Fighting between the Filipino military and Islamists in southern Philippines has spread to the jungles of Jojo island.

Filipino clashes spread to jungles

Fighting between the Filipino military and Islamists in southern Philippines has spread to the jungles of Jojo island, threatening local support for a government campaign to combat the Islamists.

Army commandos, 950km south of Manila, pursued members of the Moro National Liberation Front (MNLF) into the jungles after three days of fighting.

Lieutenant-Colonel Bartolome Bacarro said: "Our troops were now pursuing a separate group of MNLF rebels in another part of the island."

Seventeen Islamist fighters, three soldiers and one civilian have been killed since the MNLF fired mortars at government forces on Friday night.

The MNLF attack triggered retaliation by the military, which bombed the MNLF base.

Almost 8,500 families have fled the fighting and thousands have crammed into schools and gymnasiums in central Jolo, relying on food rations from disaster agencies.

Before MNLF movements and mass evacuations took place in Jolo, the island was becoming a more stable place after a long-running military campaign in which US advisers had backed the government to rid the island of Islamist fighters.

Parouk Hussin, MNLF foreign relations chairman, said: "I hope the two sides will come to their senses and stop this madness.

"This would definitely jeopardise all our efforts to restore peace on Jolo and put to waste the gains of the peace process."

Complications

The military's use of heavy bombs against the MNLF, which is seen as having more legitimacy than the Abu Sayyaf group, another separatist Islamist group based in the southern islands of the Philippines, may undermine local support.

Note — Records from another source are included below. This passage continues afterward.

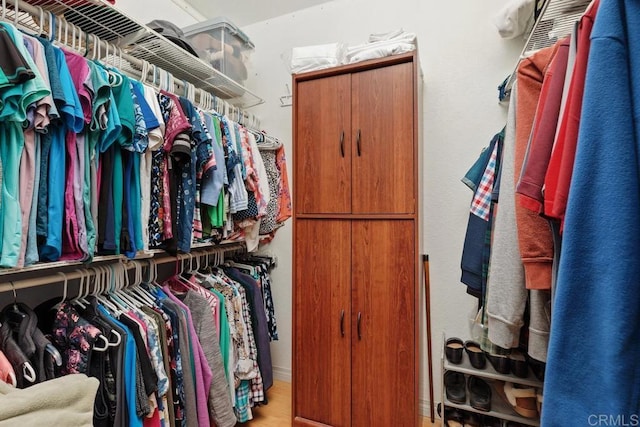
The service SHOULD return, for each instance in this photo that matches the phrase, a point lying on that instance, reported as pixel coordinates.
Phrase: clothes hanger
(124, 284)
(100, 297)
(12, 314)
(84, 291)
(64, 292)
(100, 272)
(133, 290)
(78, 299)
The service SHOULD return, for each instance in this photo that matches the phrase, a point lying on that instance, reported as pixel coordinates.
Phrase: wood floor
(278, 412)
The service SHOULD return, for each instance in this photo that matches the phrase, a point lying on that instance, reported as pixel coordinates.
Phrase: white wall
(463, 60)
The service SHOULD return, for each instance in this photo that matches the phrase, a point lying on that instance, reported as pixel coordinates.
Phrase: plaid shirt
(481, 204)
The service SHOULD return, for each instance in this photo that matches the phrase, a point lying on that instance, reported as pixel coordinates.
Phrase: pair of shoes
(453, 351)
(476, 354)
(454, 384)
(479, 394)
(454, 417)
(479, 390)
(523, 399)
(500, 362)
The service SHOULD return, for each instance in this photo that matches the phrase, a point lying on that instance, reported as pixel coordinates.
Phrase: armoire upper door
(322, 335)
(383, 147)
(323, 145)
(384, 334)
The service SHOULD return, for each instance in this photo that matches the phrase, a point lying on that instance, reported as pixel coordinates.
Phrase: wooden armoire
(355, 245)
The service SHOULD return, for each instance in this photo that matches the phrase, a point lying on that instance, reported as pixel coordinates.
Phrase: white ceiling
(246, 12)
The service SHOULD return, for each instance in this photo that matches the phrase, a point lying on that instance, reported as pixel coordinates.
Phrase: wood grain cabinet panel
(355, 246)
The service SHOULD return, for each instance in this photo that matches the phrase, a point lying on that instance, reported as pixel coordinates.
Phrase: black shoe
(488, 421)
(453, 417)
(500, 363)
(479, 394)
(472, 420)
(476, 355)
(454, 384)
(453, 350)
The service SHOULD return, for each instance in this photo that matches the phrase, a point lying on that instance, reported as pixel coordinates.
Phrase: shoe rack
(500, 408)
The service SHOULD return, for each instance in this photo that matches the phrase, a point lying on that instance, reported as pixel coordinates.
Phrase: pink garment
(7, 374)
(212, 300)
(70, 233)
(284, 196)
(204, 376)
(80, 74)
(27, 178)
(177, 123)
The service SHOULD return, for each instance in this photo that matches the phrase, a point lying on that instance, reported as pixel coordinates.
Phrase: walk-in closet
(315, 213)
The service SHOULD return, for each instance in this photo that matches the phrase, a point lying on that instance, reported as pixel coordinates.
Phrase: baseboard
(425, 408)
(282, 374)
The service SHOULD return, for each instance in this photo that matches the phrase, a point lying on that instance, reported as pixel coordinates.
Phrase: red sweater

Tom Green, executive director of Pacific Strategies & Assessments, said: "It's going to complicate things because the MNLF probably have more local contacts, more traction with the locals than Abu Sayyaf, who tend to be more thuggish.

"Going against the MNLF means that a broader spectrum of people is affected because of blood ties, fathers, sons, uncles, brothers. That is going to complicate things."

The Philippines has been trying to quell Muslim separatism for decades and signed a peace deal with the MNLF in 1996, which was seen as the solution to a conflict that has killed over 120,000 people in the southern islands.

However, the deal failed. The Organisation of the Islamic Conference (OIC), which brokered the deal, is trying to salvage the agreement.

The OIC has called a meeting with government officials and the MNLF in Saudi Arabia, scheduled for July.

Both sides have ignored OIC calls to end the clashes.